Hypothesis-free discovery from epidemiological data by automatic detection and local inference for tree-based nonlinearities and interactions

Spadaccini, Giorgio, Fokkema, Marjolein, van de Wiel, Mark A.

arXiv.org Machine Learning 

In epidemiological settings, Machine Learning (ML) is gaining popularity for hypothesis-free discovery of risk (or protective) factors. Although ML is strong at discovering non-linearities and interactions, this power is currently compromised by a lack of reliable inference. Although local measures of feature effect can be combined with tree ensembles, uncertainty quantifications for these measures remain only partially available and oftentimes unsatisfactory.

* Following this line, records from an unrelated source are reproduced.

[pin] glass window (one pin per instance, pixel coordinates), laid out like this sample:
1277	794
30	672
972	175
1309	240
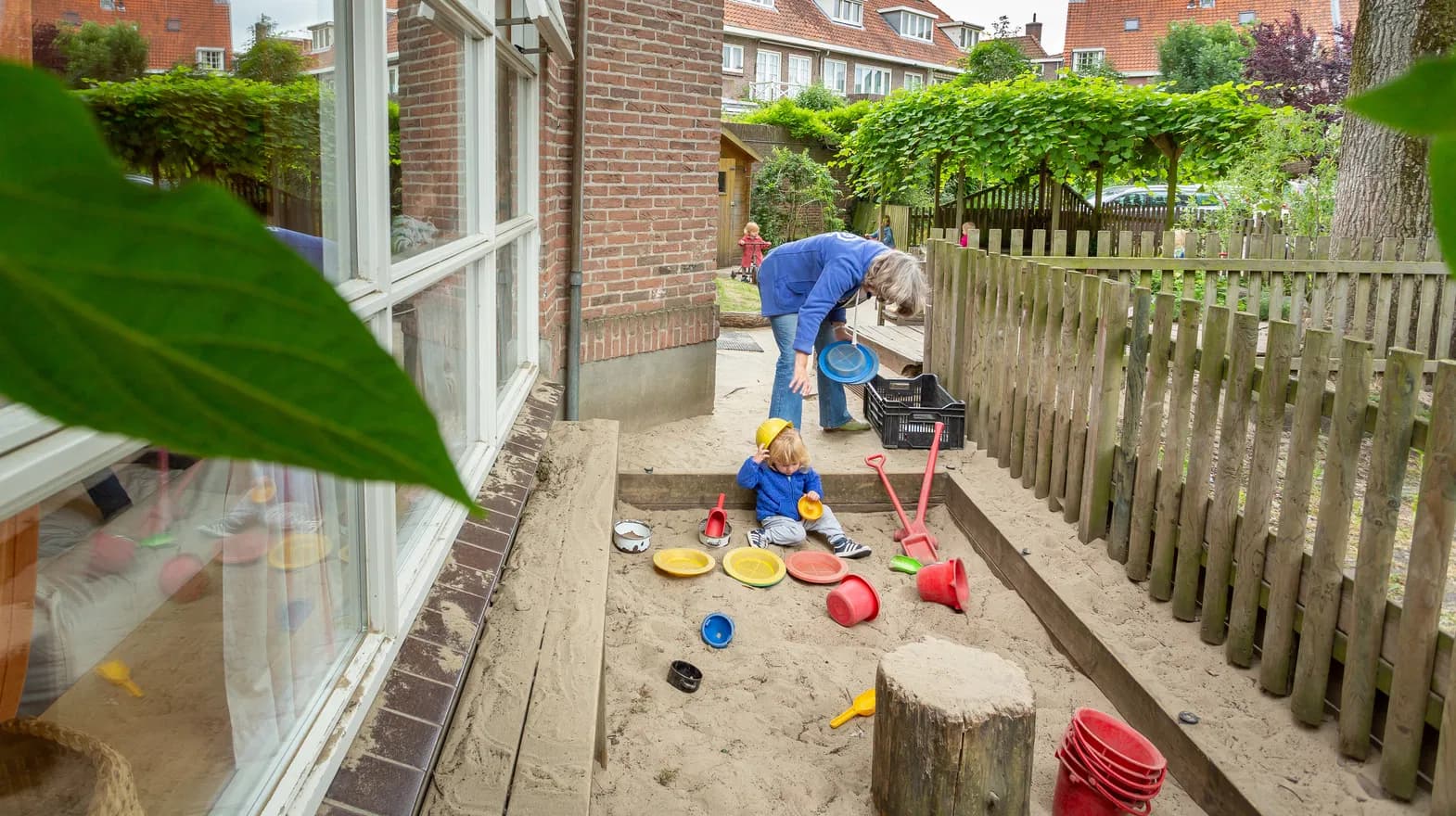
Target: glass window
189	614
508	99
508	330
429	345
427	182
733	57
835	76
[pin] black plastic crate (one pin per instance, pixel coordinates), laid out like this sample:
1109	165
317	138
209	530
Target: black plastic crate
904	412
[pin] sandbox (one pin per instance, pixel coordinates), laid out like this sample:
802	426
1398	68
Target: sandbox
756	736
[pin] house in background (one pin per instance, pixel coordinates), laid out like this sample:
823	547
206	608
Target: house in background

We propose RuleSHAP, a framework for using rule-based, hypothesis-free discovery that combines sparse Bayesian regression, tree ensembles and Shapley values in a one-step procedure that both detects and tests complex patterns at the individual level. To ease computation, we derive a formula that computes marginal Shapley values more efficiently for our setting. We demonstrate the validity of our framework on simulated data. To illustrate, we apply our machinery to data from an epidemiological cohort to detect and infer several effects for high cholesterol and blood pressure, such as nonlinear interaction effects between features like age, sex, ethnicity, BMI and glucose level.